確信を抱いて病院を出たシタは、その足で書塔に向かった。トイに会うためだ。彼なら何らかのアドバイスをくれるかもしれないと思ったのだ。
それとポ助に会うためでもある。
ポ助は半野生といった暮らしをしており、基本はシタの周りをうろついているが他所の家で飯にありつく時もあれば、山で果物を食べては蝶を追っかけまわして遊んでいる事もある。
周辺の山にはネグラが三つはあると自慢していたし、自身は情報通タヌキを自称している。

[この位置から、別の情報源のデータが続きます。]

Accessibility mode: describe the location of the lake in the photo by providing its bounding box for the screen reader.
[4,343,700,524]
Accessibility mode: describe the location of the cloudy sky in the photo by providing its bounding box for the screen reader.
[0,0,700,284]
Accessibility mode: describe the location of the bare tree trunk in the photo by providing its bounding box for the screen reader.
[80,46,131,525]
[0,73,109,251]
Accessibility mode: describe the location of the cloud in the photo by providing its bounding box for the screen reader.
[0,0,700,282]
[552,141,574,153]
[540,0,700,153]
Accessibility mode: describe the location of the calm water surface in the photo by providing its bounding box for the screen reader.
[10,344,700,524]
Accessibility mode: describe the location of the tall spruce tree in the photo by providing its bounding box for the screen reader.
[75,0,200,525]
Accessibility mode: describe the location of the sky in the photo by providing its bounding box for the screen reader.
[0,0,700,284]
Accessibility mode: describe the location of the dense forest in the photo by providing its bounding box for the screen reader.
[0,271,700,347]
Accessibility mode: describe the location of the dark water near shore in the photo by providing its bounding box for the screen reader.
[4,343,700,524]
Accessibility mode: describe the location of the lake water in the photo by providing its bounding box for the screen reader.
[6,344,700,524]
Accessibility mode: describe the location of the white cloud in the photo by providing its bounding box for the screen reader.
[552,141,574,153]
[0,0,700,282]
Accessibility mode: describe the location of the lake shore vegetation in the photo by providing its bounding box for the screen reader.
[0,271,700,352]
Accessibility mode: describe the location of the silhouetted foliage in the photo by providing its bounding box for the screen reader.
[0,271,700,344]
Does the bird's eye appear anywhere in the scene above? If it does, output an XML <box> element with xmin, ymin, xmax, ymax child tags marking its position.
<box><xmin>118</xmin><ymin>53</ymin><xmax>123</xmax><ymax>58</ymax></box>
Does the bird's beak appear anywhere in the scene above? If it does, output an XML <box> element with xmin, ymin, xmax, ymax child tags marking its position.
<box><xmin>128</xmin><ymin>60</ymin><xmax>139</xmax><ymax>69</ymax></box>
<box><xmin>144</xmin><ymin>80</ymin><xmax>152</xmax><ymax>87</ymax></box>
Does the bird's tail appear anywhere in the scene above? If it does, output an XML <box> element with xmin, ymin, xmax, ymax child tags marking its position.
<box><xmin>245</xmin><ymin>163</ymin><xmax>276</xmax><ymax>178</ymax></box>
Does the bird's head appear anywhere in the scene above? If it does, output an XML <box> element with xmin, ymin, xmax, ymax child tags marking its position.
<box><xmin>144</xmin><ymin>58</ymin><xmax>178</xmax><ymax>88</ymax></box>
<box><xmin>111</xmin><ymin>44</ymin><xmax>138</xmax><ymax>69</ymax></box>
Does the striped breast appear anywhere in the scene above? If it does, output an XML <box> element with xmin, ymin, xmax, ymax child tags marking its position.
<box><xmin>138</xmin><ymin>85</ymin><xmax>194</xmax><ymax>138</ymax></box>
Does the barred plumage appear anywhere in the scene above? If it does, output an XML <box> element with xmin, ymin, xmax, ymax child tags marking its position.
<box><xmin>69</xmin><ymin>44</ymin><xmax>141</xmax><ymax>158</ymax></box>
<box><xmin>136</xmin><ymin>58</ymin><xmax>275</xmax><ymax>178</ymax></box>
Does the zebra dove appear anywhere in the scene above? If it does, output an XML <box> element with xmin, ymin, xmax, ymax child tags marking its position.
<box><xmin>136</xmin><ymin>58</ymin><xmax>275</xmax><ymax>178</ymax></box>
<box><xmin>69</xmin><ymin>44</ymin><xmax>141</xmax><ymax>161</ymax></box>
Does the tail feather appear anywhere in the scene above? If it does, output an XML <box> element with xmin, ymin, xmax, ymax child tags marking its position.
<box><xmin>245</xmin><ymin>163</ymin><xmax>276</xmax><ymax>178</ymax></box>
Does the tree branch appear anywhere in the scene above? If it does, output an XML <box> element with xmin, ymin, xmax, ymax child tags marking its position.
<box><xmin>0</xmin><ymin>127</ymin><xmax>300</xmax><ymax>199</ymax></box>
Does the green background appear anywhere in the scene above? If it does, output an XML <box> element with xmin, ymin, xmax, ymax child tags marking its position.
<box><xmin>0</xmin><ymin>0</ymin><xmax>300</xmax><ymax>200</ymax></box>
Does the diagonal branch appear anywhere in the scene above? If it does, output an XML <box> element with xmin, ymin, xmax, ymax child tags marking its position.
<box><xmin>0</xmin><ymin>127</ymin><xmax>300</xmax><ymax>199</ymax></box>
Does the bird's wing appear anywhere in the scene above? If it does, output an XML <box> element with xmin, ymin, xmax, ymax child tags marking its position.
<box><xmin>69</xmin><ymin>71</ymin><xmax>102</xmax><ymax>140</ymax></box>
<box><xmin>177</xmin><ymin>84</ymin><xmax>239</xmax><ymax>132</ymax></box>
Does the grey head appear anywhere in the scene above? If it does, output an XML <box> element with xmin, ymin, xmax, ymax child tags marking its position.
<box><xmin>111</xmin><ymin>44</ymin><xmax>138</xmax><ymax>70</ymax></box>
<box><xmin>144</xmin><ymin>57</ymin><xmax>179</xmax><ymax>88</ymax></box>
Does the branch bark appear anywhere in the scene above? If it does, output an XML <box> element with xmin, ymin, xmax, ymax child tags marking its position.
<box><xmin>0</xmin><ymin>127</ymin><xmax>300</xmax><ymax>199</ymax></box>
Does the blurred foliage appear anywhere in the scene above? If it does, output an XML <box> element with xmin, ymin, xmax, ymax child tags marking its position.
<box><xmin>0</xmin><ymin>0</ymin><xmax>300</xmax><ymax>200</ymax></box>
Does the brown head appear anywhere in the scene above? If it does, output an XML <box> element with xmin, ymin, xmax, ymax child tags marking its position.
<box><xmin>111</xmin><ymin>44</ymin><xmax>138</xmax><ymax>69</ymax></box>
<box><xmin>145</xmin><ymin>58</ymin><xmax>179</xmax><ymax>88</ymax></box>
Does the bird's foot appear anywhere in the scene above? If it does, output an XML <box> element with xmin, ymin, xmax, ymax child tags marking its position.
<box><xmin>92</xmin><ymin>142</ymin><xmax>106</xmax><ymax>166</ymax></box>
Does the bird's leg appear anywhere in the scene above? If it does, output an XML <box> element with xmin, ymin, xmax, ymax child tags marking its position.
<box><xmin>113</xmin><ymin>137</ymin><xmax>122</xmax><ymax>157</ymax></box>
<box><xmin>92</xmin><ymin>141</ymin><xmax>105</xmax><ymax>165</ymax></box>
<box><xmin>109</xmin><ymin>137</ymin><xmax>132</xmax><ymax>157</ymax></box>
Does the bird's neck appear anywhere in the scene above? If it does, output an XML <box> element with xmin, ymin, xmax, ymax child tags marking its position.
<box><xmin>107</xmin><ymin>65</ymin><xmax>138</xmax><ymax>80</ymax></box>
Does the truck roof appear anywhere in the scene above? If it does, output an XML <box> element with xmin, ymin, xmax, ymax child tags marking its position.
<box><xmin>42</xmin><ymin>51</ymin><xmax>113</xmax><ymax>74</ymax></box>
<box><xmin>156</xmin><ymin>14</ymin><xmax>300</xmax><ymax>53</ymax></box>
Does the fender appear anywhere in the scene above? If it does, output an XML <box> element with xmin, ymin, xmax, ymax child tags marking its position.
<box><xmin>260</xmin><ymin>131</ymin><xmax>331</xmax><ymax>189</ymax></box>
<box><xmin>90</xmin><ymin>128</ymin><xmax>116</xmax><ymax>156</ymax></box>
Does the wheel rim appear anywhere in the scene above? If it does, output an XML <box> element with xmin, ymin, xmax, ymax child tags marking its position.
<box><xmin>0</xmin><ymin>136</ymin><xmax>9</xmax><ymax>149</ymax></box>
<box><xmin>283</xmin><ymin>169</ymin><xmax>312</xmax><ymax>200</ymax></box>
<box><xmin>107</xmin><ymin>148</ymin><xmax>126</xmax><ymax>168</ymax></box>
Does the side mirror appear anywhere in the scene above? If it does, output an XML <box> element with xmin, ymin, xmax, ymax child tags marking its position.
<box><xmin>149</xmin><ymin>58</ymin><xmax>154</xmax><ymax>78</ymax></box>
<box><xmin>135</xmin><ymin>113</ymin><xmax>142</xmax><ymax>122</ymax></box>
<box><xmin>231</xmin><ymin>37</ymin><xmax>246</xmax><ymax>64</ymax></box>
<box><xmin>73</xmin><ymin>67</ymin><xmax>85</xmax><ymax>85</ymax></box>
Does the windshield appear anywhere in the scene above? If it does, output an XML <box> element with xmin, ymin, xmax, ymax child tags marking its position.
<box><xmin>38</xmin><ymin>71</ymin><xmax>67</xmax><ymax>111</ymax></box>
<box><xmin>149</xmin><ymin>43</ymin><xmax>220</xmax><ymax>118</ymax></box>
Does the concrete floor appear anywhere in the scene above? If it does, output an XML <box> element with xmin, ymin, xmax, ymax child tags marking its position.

白くて目立つので探すのに手間はないが、とシタは思う。
書塔の真下の駐車場に駐めてフラフラとポ助を探して歩くシタ。
じりじりとした陽射しに熱せられた土の香りは濃く、一歩ごとに水分が搾り取られる。光水だとは分かっていても目の前の煌めく川に飛び込みたくなる。
こういった自然道は夏になると大概は人出が増えるのだろうが、この山だけはいつも静かだ。それを心地良く思いながら、シタは耳を澄ませる。
サラサラと川が、サワサワと木々が、ミンミン、ピーヨピーヨ、ヒソヒソ、ガサガサ。
ん? とシタがヒソヒソとした人の話し声に耳を澄ませると、急に足もとの茂みがガサガサと揺れ、ポ助が出てきた。
「久しぶりだな、相棒」
「静かに!」
本人の意向で首輪をつけっぱなしにしているポ助が、押し殺した声で言う。
「どうした?」
「何か怪しい事してる奴らがいるんだ」
そう言って歩き出すポ助に付いて行くと、そこは書塔の真下の河原だった。
河原には小さな倉庫か小屋のような物が建てられ、数人の作業服の男が崖の洞穴の中へ入って行くのが見えた。
「あの穴の中でなんかコソコソやってるんだよ。悪そうだろ?」
ポ助が言う。
「あぁ、確かにな」
男たちはカチャカチャと音を立てる木箱を抱え、しきりに洞穴と小屋を行き来している。
「ポ助、頼めるか?」
「おぅよ!」
そう答えると、ポ助はやる気満々で尻尾を振りながら河原へ降りていった。
そしてポ助が男たちに写真を撮られたり撫でられたりし始めたのを見ると、シタは書塔の方へ向かう。